3. Pengumuman Lelang

Penjual wajib mengumumkan rencana lelang kepada publik melalui media massa (surat kabar harian) dan/atau media elektronik (portal lelang.go.id) dalam jangka waktu yang ditetapkan (misalnya, minimal 7 hari sebelum pelaksanaan lelang untuk barang tidak bergerak).

4. Pelaksanaan Lelang dan Penetapan Pemenang

Lelang dilaksanakan oleh Pejabat Lelang di tempat dan waktu yang telah ditetapkan. Peserta harus menyetor Uang Jaminan Penawaran Lelang (UZPL) terlebih dahulu. Pemenang adalah penawar dengan harga tertinggi yang disahkan oleh Pejabat Lelang.

5. Pelunasan dan Penerbitan Risalah Lelang

Pemenang lelang wajib melunasi Harga Lelang (termasuk Bea Lelang Pembeli sebesar 2% hingga 3% dari harga lelang) paling lambat 5 hari kerja setelah pelaksanaan lelang.
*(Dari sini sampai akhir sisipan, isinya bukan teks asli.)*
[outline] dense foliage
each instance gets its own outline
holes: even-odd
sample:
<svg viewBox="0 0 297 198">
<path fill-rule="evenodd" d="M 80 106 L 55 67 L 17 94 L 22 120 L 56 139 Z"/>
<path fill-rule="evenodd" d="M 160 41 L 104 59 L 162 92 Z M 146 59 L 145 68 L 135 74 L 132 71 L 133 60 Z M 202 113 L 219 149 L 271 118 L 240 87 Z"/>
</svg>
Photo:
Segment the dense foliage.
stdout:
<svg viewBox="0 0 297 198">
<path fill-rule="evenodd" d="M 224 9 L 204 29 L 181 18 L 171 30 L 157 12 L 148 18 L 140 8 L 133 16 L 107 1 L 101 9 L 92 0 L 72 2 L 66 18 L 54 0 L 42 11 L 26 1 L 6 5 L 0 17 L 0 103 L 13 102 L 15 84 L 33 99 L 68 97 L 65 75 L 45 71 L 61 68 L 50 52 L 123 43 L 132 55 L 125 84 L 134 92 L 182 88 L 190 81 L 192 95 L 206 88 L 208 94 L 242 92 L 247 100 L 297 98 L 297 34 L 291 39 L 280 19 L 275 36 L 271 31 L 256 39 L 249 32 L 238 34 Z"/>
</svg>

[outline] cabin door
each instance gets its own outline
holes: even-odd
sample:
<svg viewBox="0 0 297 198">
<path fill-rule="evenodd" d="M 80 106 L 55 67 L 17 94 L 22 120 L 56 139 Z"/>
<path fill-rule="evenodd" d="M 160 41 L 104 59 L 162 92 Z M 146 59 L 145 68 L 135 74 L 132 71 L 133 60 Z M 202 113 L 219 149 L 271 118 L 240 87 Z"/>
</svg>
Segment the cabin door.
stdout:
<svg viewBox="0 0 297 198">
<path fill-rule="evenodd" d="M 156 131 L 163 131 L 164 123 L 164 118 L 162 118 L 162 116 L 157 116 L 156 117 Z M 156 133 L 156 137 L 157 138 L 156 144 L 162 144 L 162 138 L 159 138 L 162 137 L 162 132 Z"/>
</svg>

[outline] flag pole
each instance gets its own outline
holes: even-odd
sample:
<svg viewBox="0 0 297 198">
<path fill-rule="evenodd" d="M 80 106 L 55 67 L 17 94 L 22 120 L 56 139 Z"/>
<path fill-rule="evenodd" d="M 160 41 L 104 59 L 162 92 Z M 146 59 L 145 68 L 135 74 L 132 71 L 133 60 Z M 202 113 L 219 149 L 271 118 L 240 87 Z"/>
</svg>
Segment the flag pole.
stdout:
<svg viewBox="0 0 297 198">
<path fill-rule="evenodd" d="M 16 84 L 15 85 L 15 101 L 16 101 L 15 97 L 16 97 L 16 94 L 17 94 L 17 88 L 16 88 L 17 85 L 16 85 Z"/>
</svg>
Jika tidak dilunasi, pemenang dianggap wanprestasi dan UZPL-nya akan disetor ke Kas Negara.

Tahapan Peralihan Hak dan Kedudukan Pemenang Lelang yang memberikan kepastian hukum sejati bagi pembeli:

1. Risalah Lelang sebagai Akta Otentik

Setelah pelunasan, Pejabat Lelang akan menerbitkan Kutipan Risalah Lelang. Berdasarkan hukum, Risalah Lelang ini adalah akta otentik dan memiliki kekuatan pembuktian sempurna, setara dengan Akta Jual Beli (AJB) yang dibuat oleh Pejabat Pembuat Akta Tanah (PPAT). Risalah Lelang inilah yang menjadi bukti sah peralihan hak.

2. Pendaftaran Peralihan Hak (Balik Nama)

Pemenang lelang harus membawa Kutipan Risalah Lelang ke Kantor Pertanahan setempat (BPN) untuk proses balik nama (pendaftaran peralihan hak).

3. Perlindungan Hukum Pemenang Lelang

Prinsip hukum Indonesia, yang diperkuat yurisprudensi Mahkamah Agung (MA), menyatakan bahwa pembeli lelang yang beritikad baik harus dilindungi oleh undang-undang. Lelang yang telah dilaksanakan sesuai prosedur tidak dapat dibatalkan, kecuali melalui putusan pengadilan yang berkekuatan hukum tetap (Inkracht) atas dasar adanya cacat prosedural atau perbuatan melawan hukum yang sangat fundamental.

Oleh karena itu, jika Anda membeli melalui lelang resmi dan memegang Risalah Lelang yang sah, Anda memiliki dasar hukum yang sangat kuat untuk menguasai aset tersebut, bahkan jika terdapat pihak yang menggugat di kemudian hari.

Kesimpulan yang bisa kita ambil dari atas adalah, Lelang tanah adalah mekanisme pengalihan hak yang sah dan dijamin undang-undang. Ia menawarkan kesempatan untuk memperoleh aset, tetapi ia juga mengandung risiko sengketa yang tinggi, terutama pada lelang eksekusi.

Kunci keberhasilan Anda bukan hanya memenangkan penawaran, tetapi memastikan bahwa proses hukumnya sempurna. Selalu teliti dokumen, periksa riwayat sengketa tanah ke BPN, dan pastikan Nilai Limit yang ditetapkan wajar. Ketika palu lelang diketuk, ia harus menghasilkan kepastian hukum, bukan masalah baru.